The premise in the days after the announcement was that the currency notes that failed to return to the banking system could largely be categorised as “black money”, a view that was corroborated by the then Attorney General Mukul Rohatgi in the Supreme Court and subsequently by a senior finance ministry official.
Rohatgi had said that of the total estimated money in circulation of Rs 15-16 lakh crore, the government expected people to deposit Rs 10-11 lakh crore. “The rest, Rs 4-5 lakh crore, were being used in northeast and Jammu and Kashmir to fuel trouble in India. That will be neutralised,” he had said. A senior finance ministry official had told reporters in November that the government expected that Rs 3 lakh crore would not return into the banking system.
With nearly 99 per cent of the junked currency having come back into the banking system, that argument doesn’t hold — reinforcing the assumption that the bulk of black money is trapped in sectors such as real estate, gold and held overseas.
On digital transactions, too, RBI data shows that the volume of electronic payments, after peaking in December 2016 at 957.50 million transactions compared with 671.49 million in November, has been on a decline. Even as there was a blip in March to 893.89 million transactions, the volume has since come down to 862.38 million transactions in July. This includes transactions through systems such as NEFT, prepaid wallets, UPI, debit and credit cards, cheques and mobile banking, a 28 per cent growth from November levels.
In value terms, November 2016 recorded Rs 94 lakh crore in electronic payments which grew to Rs 104 lakh crore in December, surged in March to Rs 149 lakh crore, then declined to Rs 107 lakh crore during July — a five-month low.
Elimination of high-denomination fake currency was the third key objective.
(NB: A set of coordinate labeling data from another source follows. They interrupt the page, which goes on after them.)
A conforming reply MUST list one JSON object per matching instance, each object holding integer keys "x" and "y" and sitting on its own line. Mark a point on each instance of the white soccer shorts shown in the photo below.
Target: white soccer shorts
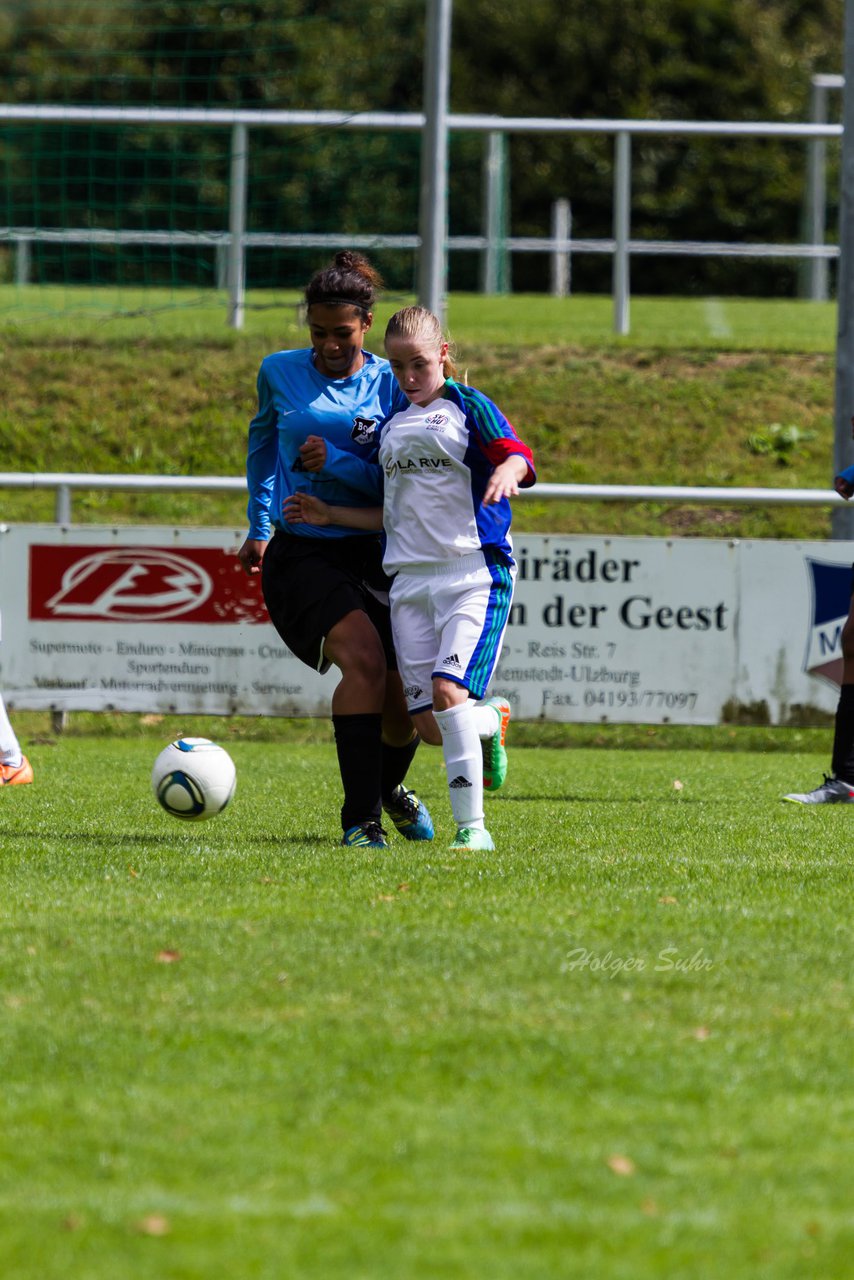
{"x": 450, "y": 620}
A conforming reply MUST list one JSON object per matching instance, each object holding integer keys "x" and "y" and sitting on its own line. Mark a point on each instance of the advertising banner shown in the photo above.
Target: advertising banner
{"x": 636, "y": 630}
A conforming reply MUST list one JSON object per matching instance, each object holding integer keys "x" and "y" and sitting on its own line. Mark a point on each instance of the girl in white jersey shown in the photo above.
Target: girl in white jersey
{"x": 451, "y": 461}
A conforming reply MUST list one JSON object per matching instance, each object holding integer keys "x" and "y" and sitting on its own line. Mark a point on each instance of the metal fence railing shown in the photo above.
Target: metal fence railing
{"x": 233, "y": 242}
{"x": 64, "y": 484}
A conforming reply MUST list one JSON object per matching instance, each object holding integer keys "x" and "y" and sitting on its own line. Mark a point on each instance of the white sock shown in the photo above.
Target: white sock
{"x": 464, "y": 762}
{"x": 9, "y": 745}
{"x": 487, "y": 720}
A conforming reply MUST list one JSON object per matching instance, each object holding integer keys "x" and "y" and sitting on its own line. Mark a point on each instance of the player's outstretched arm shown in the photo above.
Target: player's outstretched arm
{"x": 304, "y": 508}
{"x": 506, "y": 479}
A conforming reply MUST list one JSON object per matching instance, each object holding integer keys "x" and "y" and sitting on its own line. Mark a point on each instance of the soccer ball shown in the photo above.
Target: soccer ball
{"x": 193, "y": 778}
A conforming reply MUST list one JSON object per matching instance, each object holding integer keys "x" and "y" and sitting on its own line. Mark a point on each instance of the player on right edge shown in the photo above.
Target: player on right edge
{"x": 839, "y": 787}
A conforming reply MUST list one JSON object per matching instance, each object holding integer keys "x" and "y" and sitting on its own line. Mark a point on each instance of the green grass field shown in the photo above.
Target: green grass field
{"x": 80, "y": 314}
{"x": 616, "y": 1048}
{"x": 703, "y": 392}
{"x": 619, "y": 1047}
As per RBI data, the number of counterfeit notes detected during 2016-17 grew 20 per cent to 7.62 lakh pieces from 6.32 lakh pieces in 2015-16. In the year 2014-15, the RBI had detected 5.94 lakh pieces of fake currency notes.
While the intended objectives are still elusive, the exercise imposed significant cost on the Indian economy and the banking system, over and above the reported loss of life of nearly 100 people waiting in lines.
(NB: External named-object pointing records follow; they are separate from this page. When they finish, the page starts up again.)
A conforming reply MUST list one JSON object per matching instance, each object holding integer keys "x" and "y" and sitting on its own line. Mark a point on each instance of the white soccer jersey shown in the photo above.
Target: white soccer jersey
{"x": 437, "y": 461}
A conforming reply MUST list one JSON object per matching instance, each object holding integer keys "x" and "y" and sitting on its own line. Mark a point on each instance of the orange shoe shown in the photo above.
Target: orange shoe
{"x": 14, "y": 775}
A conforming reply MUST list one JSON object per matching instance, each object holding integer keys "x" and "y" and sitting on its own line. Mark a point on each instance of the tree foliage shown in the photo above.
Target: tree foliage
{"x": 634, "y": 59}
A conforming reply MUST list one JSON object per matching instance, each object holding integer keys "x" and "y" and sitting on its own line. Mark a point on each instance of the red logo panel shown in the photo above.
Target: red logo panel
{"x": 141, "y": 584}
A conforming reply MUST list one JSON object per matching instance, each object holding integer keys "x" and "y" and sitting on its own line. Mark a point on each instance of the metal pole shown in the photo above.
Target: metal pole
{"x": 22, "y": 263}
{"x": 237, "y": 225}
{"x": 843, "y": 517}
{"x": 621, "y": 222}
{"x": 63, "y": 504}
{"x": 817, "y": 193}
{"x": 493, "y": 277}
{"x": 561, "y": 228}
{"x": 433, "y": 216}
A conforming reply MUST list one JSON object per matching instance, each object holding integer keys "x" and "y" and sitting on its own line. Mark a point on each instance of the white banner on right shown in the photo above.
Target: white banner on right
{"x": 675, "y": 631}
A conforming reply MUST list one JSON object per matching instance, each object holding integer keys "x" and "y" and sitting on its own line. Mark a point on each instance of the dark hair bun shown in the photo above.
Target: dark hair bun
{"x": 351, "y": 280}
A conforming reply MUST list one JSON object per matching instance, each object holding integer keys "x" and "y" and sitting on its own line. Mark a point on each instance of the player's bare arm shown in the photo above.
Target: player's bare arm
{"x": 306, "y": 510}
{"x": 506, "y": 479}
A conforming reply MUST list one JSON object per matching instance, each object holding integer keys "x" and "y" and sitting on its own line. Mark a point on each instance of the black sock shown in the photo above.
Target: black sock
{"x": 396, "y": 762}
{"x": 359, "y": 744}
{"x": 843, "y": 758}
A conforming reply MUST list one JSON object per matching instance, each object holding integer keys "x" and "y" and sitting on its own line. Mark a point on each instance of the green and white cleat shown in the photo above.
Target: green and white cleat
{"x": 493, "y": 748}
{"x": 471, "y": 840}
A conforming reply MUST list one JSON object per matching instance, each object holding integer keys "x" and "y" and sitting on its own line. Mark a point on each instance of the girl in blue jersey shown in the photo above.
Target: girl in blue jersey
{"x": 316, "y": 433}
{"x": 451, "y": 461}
The transfer of surplus by the RBI to the government dwindled down to Rs 30,659 crore for 2016-17 (July-June), less than half the Rs 65,876 crore it had transferred in the previous year, and substantially lower than what the government had estimated in its budget document (Rs 58,000 crore).
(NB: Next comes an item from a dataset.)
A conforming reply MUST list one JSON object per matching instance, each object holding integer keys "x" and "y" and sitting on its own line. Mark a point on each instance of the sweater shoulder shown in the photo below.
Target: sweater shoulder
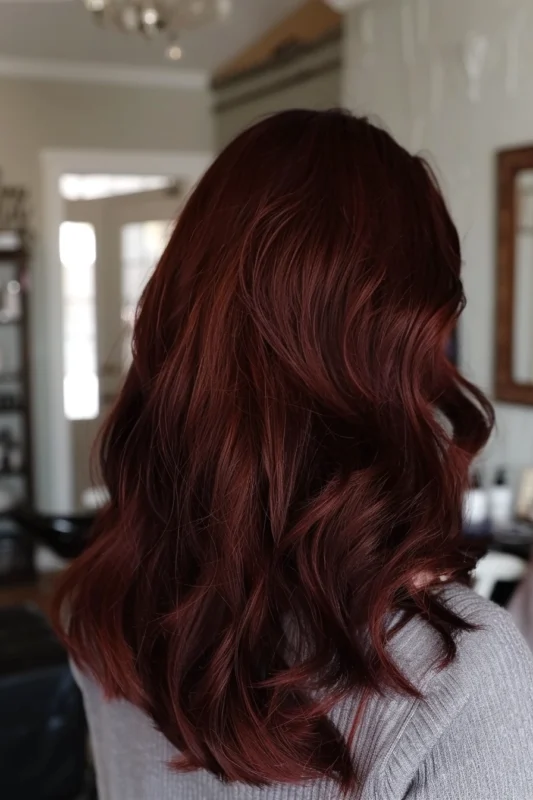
{"x": 479, "y": 700}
The surplus transfer fell as the RBI had to pay interest on the massive deposits the banks kept with the central bank during the demonetisation phase. The RBI’s net income from domestic sources decreased by 17.11 per cent from Rs 52,157 crore in 2015-16 to Rs 43,232 crore in 2016-17 mainly due to higher net expenditure on interest under Liquidity Adjustment Facility on account of absorption of surplus liquidity in the banking system post demonetisation, according to the annual report.
The total expenditure of the Reserve Bank increased by 107.84 per cent from Rs 14,990 crore in 2015- 16 to Rs 31,155 crore in 2016-17 primarily due to increase in expenditure on printing of new notes as a part of remonetisation of currency and provisions, it said.
On the black money issue, the RBI, in its report, has maintained that the trail of deposits of Rs 500 and Rs 1000 notes into bank accounts may provide valuable information to the revenue authorities in tracing unaccounted money. During 2016-17, the number of suspicious transaction reports filed by banks and other financial intermediaries with the Financial Intelligence Unit has seen a massive jump to 4.73 lakh in 2016-17 from 1.06 lakh in 2015-16.